By Alex Girda, Associate Editor The national market is still not looking great, but for Seattle there currently are several indications that it’s not looking that bad, either. The news this week indicates positive moves in the larger sectors of the [...]

The national market is still not looking great, but for Seattle there currently are several indications that it’s not looking that bad, either. The news this week indicates positive moves in the larger sectors of the market and a couple of interesting ways of dealing with the shortcomings of the by now well-known recession.
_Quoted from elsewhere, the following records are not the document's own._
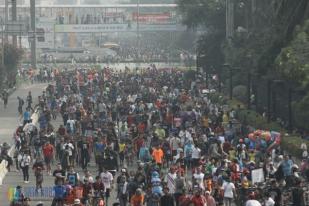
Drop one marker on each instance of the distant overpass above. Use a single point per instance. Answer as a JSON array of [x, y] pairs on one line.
[[99, 6]]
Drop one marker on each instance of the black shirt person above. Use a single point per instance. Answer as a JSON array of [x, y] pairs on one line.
[[276, 193], [298, 195], [167, 199]]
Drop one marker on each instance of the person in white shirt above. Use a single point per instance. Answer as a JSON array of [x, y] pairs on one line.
[[25, 161], [107, 179], [269, 201], [229, 192], [252, 201], [170, 180], [196, 156], [174, 144], [198, 178]]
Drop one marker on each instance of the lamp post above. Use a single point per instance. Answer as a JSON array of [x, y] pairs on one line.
[[271, 94], [290, 123], [231, 79]]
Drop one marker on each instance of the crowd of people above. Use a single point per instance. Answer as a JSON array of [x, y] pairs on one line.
[[154, 137]]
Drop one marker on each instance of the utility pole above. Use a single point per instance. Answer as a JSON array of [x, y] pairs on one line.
[[138, 30], [33, 34], [229, 15], [14, 18], [6, 13]]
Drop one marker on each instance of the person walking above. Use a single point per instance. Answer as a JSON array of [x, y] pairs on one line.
[[20, 106], [5, 97], [48, 152], [25, 160]]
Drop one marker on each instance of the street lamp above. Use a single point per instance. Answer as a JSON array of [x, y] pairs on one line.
[[269, 91], [231, 78]]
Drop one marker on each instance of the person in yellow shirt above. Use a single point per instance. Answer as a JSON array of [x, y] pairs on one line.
[[137, 199], [245, 183], [122, 147], [251, 156], [232, 154], [157, 154], [205, 121]]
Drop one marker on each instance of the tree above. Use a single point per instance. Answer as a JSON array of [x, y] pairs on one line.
[[12, 56]]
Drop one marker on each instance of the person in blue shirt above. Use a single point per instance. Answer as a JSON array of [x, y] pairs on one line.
[[144, 154], [287, 170], [188, 153], [27, 116], [287, 166], [60, 193]]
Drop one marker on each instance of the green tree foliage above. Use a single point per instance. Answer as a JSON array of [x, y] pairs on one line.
[[293, 61], [12, 56]]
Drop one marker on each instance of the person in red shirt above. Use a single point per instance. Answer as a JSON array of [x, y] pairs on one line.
[[198, 199], [48, 152]]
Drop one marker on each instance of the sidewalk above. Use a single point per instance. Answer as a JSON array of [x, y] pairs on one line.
[[8, 123]]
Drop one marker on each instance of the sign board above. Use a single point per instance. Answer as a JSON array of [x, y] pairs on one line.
[[257, 175], [102, 28], [16, 28], [45, 31]]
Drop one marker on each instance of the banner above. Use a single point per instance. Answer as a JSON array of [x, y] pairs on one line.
[[152, 18], [257, 176], [103, 28]]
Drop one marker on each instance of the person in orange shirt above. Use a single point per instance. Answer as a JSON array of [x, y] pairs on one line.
[[157, 154], [138, 198]]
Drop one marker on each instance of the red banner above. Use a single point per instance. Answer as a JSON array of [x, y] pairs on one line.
[[152, 18]]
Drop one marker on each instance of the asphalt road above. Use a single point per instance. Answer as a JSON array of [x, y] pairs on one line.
[[9, 121]]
The first bit of real estate news comes from the commercial sector, where brokerage firm Kidder Matthews has landed a deal it will be very happy to close. The real estate firm is now handling marketing and leasing for the largest group of industrial properties the Puget Sound Area has to offer. The square footage is truly impressive, as it comprises 3.8 million square feet in the Kent Valley. The space is divided into 2.8 million square feet in Northwest Corporate Park, the largest industrial park in the Kent Valley, with the rest consisting of Kent North Corporate Park. Kidder Matthews representatives declared that they relish the opportunity of taking on such a large assignment.

Staying with office market news, a recent report by real estate firm Marcus & Millichap Real Estate Services placed Seattle as the fourth most improved office market in terms of vacancy at the national level. This impressive feat comes as a direct result of big office deals closed during past months, such as Russell Investments’ deal for more than 200,000 square feet in the former Washington Mutual headquarters in downtown Seattle. Amazon.com followed with big office deals even after its massive move into the new headquarters campus in South Lake Union.
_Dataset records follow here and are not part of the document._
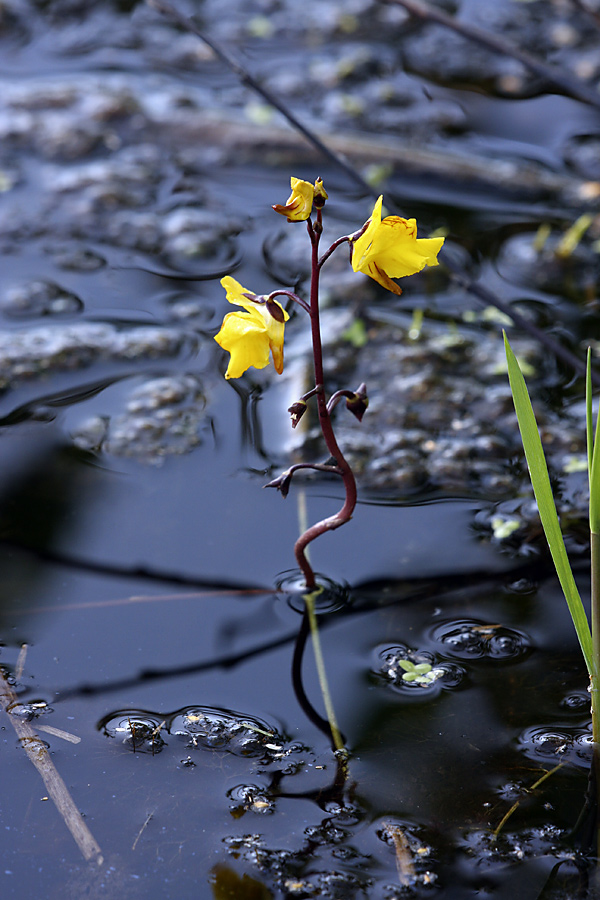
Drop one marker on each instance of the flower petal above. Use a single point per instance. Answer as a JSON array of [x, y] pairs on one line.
[[299, 204], [246, 339]]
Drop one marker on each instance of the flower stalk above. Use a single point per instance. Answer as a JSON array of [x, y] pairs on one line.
[[383, 249]]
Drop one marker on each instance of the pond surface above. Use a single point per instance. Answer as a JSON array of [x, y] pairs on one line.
[[144, 614]]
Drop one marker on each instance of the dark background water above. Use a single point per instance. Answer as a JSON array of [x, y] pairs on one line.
[[141, 559]]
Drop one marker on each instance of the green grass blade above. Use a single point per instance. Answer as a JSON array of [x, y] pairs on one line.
[[593, 456], [538, 471]]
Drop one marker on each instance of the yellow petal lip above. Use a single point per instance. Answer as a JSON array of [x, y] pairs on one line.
[[299, 204], [249, 336], [390, 249]]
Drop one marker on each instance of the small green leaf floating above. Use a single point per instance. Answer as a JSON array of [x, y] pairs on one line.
[[540, 480]]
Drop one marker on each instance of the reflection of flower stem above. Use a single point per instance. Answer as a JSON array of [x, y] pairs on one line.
[[328, 726], [343, 468]]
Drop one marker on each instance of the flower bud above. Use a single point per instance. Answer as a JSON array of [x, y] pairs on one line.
[[296, 411], [358, 403]]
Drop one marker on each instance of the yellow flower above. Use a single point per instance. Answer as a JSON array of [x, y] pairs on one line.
[[299, 204], [390, 249], [248, 336]]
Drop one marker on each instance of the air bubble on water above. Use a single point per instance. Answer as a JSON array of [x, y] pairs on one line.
[[331, 596]]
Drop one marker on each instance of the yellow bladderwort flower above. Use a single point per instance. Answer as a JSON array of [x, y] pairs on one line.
[[299, 204], [390, 249], [248, 336]]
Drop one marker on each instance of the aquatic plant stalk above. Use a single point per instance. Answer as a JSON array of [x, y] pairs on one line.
[[37, 752], [589, 639], [338, 742], [341, 465]]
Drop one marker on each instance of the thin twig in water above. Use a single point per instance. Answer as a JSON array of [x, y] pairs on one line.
[[58, 732], [21, 662], [565, 82], [571, 86], [516, 804], [37, 753], [143, 828]]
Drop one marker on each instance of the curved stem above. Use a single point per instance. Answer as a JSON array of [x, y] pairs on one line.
[[305, 705], [345, 513], [292, 296]]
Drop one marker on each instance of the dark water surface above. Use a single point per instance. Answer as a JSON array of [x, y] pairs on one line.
[[142, 561]]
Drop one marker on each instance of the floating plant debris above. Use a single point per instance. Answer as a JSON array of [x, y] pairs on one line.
[[416, 671]]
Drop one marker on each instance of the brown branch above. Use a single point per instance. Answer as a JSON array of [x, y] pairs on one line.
[[567, 84], [37, 752]]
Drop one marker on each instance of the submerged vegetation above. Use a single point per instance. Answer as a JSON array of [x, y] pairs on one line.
[[148, 631]]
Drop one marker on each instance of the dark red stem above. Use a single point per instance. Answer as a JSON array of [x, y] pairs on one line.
[[345, 513]]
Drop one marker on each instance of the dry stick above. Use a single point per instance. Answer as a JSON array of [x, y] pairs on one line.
[[573, 87], [36, 750], [595, 17], [569, 85]]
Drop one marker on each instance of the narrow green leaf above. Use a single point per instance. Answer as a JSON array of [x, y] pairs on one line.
[[538, 471], [593, 453]]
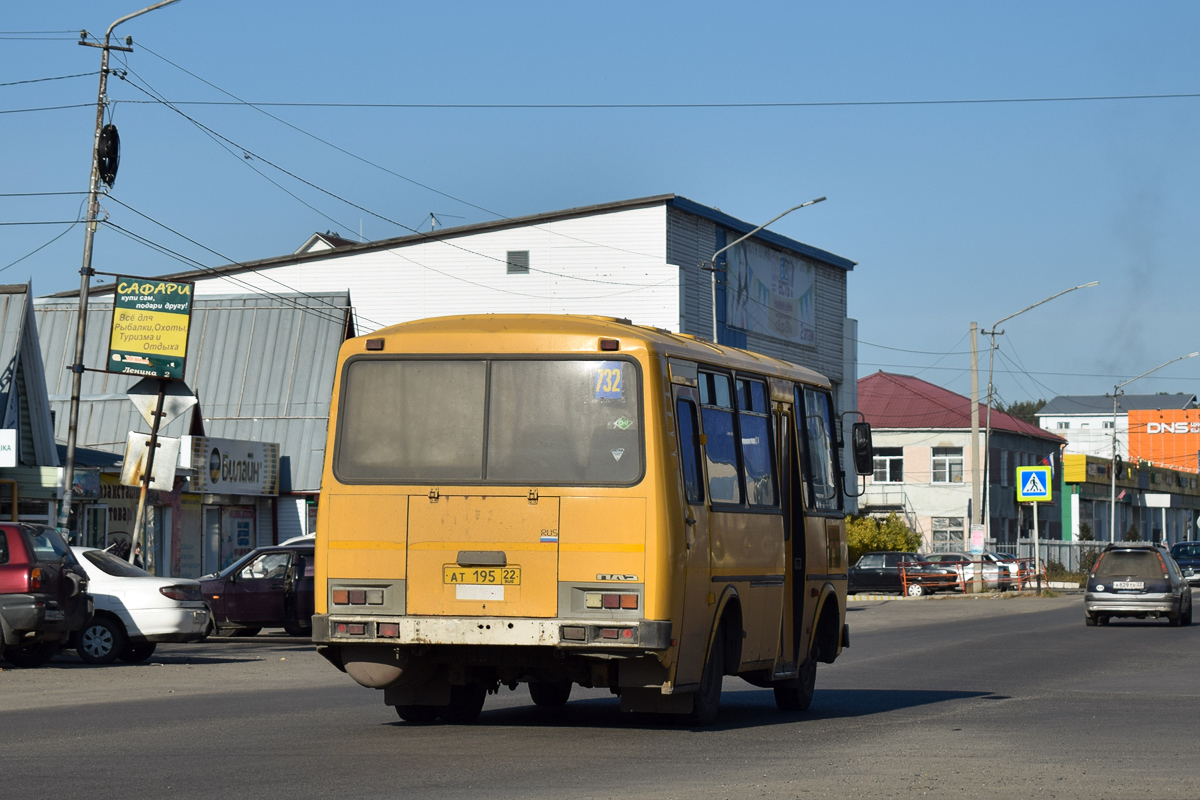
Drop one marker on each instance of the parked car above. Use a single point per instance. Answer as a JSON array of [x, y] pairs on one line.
[[1008, 566], [1137, 579], [964, 566], [43, 594], [270, 587], [135, 611], [881, 572], [1187, 555]]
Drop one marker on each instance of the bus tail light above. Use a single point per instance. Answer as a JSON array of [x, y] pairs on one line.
[[610, 601]]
By taking the 70,000 square feet in Columbia Center, Amazon.com declared its commitment to Seattle and improved absorption rates. Estimates for the following year also look very good, according to Marcus & Millichap, with a forecast of 1.3 million square feet to be taken into possession by the end of this year and a vacancy rate that will drop from a 20 percent to 14.6 percent .
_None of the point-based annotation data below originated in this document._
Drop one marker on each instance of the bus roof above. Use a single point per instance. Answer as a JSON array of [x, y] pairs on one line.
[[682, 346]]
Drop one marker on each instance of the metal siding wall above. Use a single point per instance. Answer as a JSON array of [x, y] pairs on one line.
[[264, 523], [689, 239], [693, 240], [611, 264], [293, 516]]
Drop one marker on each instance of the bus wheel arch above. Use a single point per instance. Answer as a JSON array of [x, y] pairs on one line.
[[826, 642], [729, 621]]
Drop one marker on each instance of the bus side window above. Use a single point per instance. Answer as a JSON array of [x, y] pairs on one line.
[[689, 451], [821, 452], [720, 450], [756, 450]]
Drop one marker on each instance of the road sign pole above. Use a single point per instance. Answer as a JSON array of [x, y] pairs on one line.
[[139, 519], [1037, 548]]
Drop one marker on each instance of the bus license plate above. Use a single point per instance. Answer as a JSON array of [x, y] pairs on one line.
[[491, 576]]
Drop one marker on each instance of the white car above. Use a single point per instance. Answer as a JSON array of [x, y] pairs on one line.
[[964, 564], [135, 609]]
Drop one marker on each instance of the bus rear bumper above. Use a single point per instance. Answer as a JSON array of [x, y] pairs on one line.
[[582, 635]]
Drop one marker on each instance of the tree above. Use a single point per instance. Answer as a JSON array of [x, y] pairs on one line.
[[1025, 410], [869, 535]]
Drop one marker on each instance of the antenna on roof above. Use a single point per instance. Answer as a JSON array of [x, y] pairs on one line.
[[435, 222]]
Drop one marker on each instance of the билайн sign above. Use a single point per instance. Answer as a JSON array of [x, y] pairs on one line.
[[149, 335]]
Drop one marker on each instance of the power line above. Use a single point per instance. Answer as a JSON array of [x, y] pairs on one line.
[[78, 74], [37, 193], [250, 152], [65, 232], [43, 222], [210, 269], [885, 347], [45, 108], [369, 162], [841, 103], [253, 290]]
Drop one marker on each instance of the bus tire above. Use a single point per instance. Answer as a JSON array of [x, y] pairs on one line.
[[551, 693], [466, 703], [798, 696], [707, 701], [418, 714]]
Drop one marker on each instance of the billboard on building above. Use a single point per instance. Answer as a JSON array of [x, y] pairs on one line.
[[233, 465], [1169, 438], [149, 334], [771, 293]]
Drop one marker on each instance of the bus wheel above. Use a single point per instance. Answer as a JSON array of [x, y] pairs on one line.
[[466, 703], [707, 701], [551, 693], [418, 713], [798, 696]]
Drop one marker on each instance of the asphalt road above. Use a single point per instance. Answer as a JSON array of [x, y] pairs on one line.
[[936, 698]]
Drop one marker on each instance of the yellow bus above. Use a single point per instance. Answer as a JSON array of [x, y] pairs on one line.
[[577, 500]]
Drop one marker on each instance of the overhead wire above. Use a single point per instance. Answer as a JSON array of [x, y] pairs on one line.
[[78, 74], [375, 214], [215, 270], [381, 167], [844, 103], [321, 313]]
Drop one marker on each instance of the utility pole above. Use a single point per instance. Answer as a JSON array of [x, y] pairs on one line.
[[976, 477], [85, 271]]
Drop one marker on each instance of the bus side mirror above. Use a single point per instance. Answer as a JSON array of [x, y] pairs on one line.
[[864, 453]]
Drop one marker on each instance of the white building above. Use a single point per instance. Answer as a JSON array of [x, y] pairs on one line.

The residential market is also seeing activity, with Seattle developer Pine Street Group planning on breaking ground in the coming weeks on a high-rise apartment complex. The development, which will be set in the Denny Triangle, will be the largest downtown construction in about three-and-a-half years. Comprising two 24-story towers, the 654-unit development will be named the Sixth & Lenora Apartments. According to current figures, the project is slated to become the second-largest market-rate apartment community in a city that has recently begun a race to meet increasing demand for in-city rentals. The project will also have 18,000 square feet of retail space. It is scheduled for completion in February 2013.

Finally, an interesting way of dealing with empty storefronts has appeared out of the resourcefulness of Seattle-based owners and artists. The Storefronts Seattle program means artists get free rent and in return practically stage the spaces while on the market for potential tenants. It’s one of those serendipitous deals that make the recession look far less worse than it is.